Suksesor Media di Indonesia Mengupas Rahasia Kualitas Pemberitaan

Suksesor Media di Indonesia Mengupas Rahasia Kualitas Pemberitaan

Mengupas pemberitaan bersama pakar tentunya akan membuka wawasan baru yang tidak bisa kita dapatkan dari buku, jurnal maupun artikel. Banyaknya pembelajaran yang dimiliki melalui jam terbang seorang suksesor akan lebih bermanfaat dan mudah dipahami oleh masyarakat. Selasa, 24 April 2018, jajaran pimpinan dan dosen Universitas Ciputra serta beberapa mahasiswa Marketing Communication belajar bersama pakar media dari Surabaya Media, Metro TV dan Josstoday.com dalam acara “Talkshow Ramah Liputan,” yang diadakan di Universitas Ciputra.

Berkecimpung dalam dunia media selama bertahun-tahun menjadikan ketiga narasumber memiliki jam terbang yang sangat mumpuni. Pengalaman tersebut dibagikan untuk menambah wawasan dan membuka pandangan mengenai karakter media. Talkshow yang dipandu oleh bapak Victor Effendy selaku Direktur Operasional Universitas Ciputra, dibuka dengan sebuah cerita mengenai persepsi manusia. Layaknya manusia, media pun juga memiliki persepsi terhadap sebuah pandangan mengenai suatu hal.

Merujuk pada bagaimana menakar aktivitas di Universitas Ciputra agar layak dalam pemberitaan, Bapak Errol Jonathans, yang merupakan CEO dari Surabaya Media atau yang kerap kali kita dengar dengan Suara Surabaya menjelaskan dengan detail tips mendesain event yang mengandung muatan layak berita.  Hal terpenting adalah informasi harus menguntungkan bagi media massa dan memiliki nilai bagi konsumen berdasarkan kedekatan relasi fisikal dan emosional antara informasi dengan publik. Sedangkan konten dari berita juga harus relevan dengan kebutuhan, keinginan dan perilaku konsumen. “Bad news is not good news, dan good news is a good news,” kata founder dari media radio terkenal di Surabaya tersebut.

Merintis karir dari awalnya sebagai staff produksi hingga menjadi Kepala Stasiun Metro TV di Jawa Timur, Bapak Prihadi mengupas mengenai kriteria konten berita. Menurut pria asal Jakarta ini, alangkah baiknya jika bisa bertukar pikiran dengan wartawan, karena angle wartawan unik dan menarik.

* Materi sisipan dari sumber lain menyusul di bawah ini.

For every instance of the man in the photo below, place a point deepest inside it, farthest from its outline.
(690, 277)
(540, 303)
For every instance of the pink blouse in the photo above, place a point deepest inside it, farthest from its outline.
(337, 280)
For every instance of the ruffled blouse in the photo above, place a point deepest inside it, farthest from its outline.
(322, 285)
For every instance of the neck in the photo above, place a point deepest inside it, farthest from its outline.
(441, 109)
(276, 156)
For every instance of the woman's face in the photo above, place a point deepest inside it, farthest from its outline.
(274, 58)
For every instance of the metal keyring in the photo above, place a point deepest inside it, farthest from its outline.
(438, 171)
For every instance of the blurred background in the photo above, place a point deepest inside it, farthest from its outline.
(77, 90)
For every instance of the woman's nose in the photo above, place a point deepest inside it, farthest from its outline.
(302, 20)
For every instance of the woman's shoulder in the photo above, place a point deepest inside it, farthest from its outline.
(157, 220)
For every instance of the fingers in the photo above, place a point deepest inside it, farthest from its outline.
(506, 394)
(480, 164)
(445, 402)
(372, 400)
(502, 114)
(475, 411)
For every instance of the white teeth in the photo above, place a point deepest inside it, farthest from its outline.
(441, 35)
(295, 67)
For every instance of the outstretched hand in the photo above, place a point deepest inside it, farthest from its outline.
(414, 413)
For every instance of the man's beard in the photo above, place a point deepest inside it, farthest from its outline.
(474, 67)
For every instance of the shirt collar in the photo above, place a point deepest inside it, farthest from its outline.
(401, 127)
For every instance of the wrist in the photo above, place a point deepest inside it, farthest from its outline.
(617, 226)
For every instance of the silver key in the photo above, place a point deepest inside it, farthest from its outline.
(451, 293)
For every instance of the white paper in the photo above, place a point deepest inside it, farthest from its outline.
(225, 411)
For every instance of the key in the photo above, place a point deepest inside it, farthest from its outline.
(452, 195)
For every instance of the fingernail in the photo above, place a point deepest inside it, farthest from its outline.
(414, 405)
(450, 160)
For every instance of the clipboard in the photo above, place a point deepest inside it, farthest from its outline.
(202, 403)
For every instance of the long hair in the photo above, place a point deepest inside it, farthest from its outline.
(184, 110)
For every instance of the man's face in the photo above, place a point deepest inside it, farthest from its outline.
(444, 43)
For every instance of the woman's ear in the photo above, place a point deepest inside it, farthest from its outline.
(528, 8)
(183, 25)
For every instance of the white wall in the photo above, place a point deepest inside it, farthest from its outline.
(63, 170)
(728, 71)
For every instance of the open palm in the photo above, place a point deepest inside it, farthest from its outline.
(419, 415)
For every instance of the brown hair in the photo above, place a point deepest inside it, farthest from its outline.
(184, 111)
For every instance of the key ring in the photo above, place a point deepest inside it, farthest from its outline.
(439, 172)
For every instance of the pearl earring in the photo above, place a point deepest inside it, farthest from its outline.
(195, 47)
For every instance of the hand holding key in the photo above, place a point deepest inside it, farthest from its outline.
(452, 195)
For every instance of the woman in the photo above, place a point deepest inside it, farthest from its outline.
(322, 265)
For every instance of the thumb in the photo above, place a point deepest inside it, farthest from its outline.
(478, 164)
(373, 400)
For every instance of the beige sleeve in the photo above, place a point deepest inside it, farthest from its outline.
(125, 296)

Selain itu, pak Prihadi juga berpesan untuk membuat event yang berdasarkan dari riset, event harus memiliki kedekatan dengan masyarakat, misalnya saat ini mengenai Pilkada dan bencana alam.

Pernah berkecimpung dalam media radio selama 13 tahun, bapak Rully Anwar selaku Pemimpin Redaksi Josstoday.com, portal media online yang menyediakan konten kekinian menyebutkan bahwa fenomena media sosial saat ini sangatlah besar, yakni 97,9% menggunakan media sosial dalam kesehariannya. Jumlah yang terlampau besar ini sangat tertarik dengan konten pemberitaan yang menjadi viral. Tips untuk membangun viral yang dikupas oleh pak Rully ini adalah konten harus bermanfaat, singkat, mengandung human interest, natural, interaktif, gambar dan video menarik, judul menggoda serta tidak menggurui.

Antusiasme hadirin terlihat saat sesi tanya jawab dibuka. Jajaran pimpinan, dosen dan mahasiswa bertanya lebih spesifik mengenai karakteristik media. Ketiga suksesor media lokal asal Indonesia ini menutup sesi acara talkshow dengan jawaban yang informatif dan inspiratif.